Ano passado contei a respeito dos incidentes que marcaram o Natal de 1973 e, como deixei em aberto a possibilidade, retorno para contar como se passou a Natal de 1974 na minha casa. Um Natal famoso, dentre os demais, porque por muitos anos, em minha casa, se continuou a comentar a sequência de incidentes que, nele, tiveram lugar. Mas lembrado, igualmente, porque foi o primeiro Natal de dois eventos maiores: o primeiro Natal neste mundo do meu irmão Rodrigo, nascido em junho daquele ano e o primeiro Natal em que passamos na casa do Lago Azul, onde passáramos a habitar havia alguns meses. Há muito a dizer sobre o Lago Azul, mas não o farei aqui para não misturar as histórias, mas é preciso dizer que, naquele tempo, era um lugar muito distante da cidade, com poucas casas (apenas três à beira do lago, uma das quais a nossa) e, a bem dizer, uma floresta – no sentido mais amplo da palavra: com bichos, cobra (cobra que é um bicho mais que outros bichos), mata e chuvas torrenciais. Chegar a nossa casa exigia atravessar 2 km de uma estrada de terra sem nenhuma iluminação e a casa era cercada de matas e quintais, com o imenso lago à frente – tudo muito propício para um Natal peculiar, um tanto romântico e, certamente, ao menos bucólico. A paisagem era indescritível.
Mas a Quicê também era.
Já contei, no relato anterior, o que a Quicê, a minha babá, aprontou no Natal de 73. Vou contar agora o que ela conseguiu aprontar no Natal de 74.

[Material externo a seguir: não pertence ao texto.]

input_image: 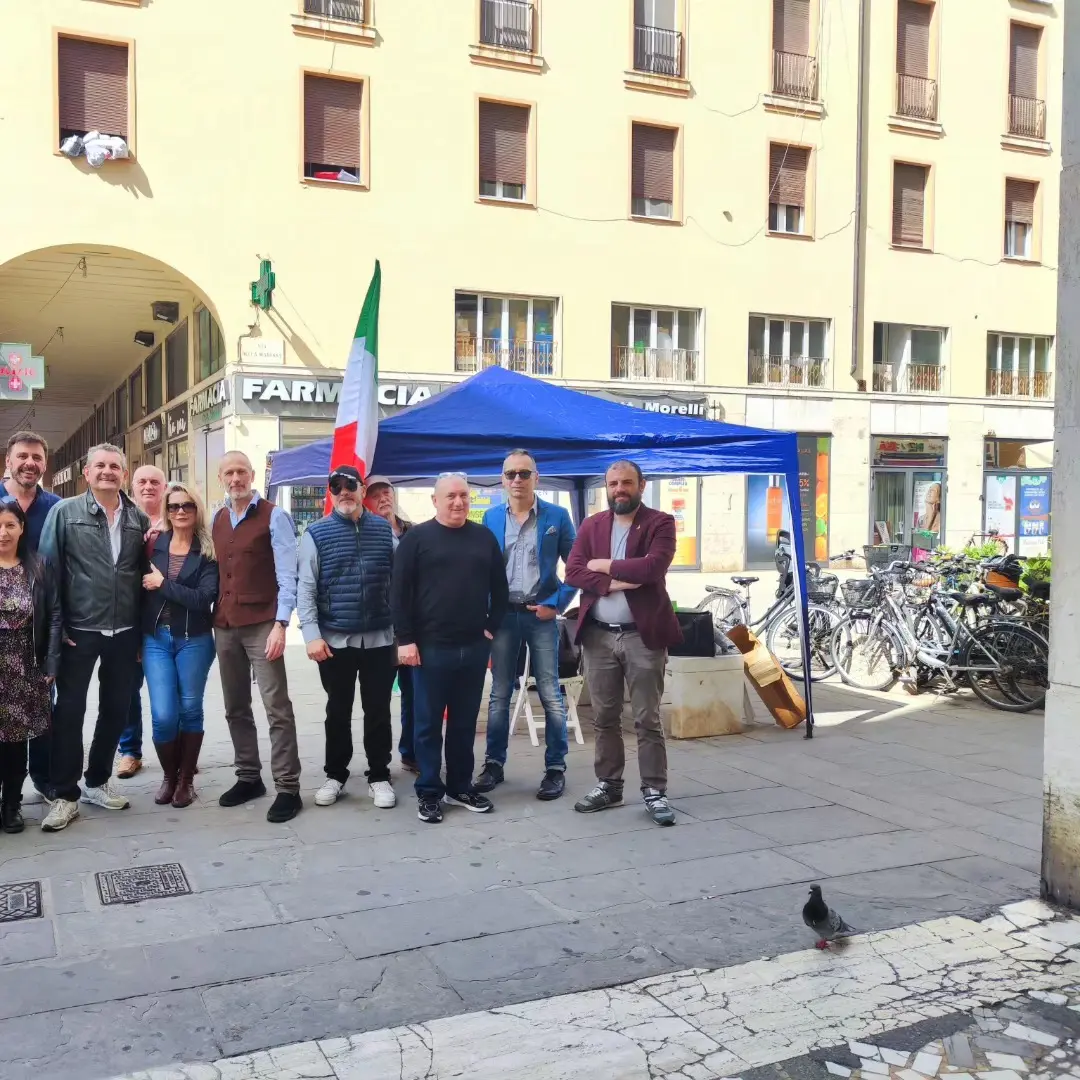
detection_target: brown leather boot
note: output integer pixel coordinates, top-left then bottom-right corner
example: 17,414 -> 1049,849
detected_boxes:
173,731 -> 203,809
153,739 -> 180,807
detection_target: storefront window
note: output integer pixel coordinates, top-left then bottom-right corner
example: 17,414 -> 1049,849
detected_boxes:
746,435 -> 833,570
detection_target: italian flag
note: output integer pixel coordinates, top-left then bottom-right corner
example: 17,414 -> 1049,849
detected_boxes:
325,259 -> 382,514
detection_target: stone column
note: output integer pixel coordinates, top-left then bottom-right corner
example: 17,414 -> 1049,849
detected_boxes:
1042,3 -> 1080,907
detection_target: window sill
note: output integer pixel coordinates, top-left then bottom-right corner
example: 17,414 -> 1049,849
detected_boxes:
761,94 -> 825,120
889,112 -> 945,138
469,44 -> 548,75
476,195 -> 537,210
622,70 -> 690,97
1001,134 -> 1053,158
293,14 -> 378,45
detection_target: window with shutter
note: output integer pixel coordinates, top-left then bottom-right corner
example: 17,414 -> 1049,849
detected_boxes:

Desta vez minha mãe organizou as coisas para que a Quicê não tivesse um papel preponderante na festa. Deixou-a na retaguarda, prudentemente, e com recomendações estritas e precisas sobre o que devia e, sobretudo, a respeito do que não devia fazer.
Organizou-se uma imensa festa, na qual se reunia minha (então) imensa família e os incontáveis amigos, inclusive alguns dos novos vizinhos, dentre os quais uma família holandesa – quase todos os habitantes do Lago Azul nesse tempo, eram estrangeiros – muito contente de poder conhecer como se processava um natal paraense
Para essa noite havia dois pontos altos organizados: a própria árvore de Natal e o incrível conjunto de luzes pisca-pisca, multicoloridas, que seria nela colocado – ambos trazidos da Zona Franca de Manaus por meu pai, que a esse tempo gerenciava um escritório que possuía uma filial nessa cidade, indo lá com alguma constância.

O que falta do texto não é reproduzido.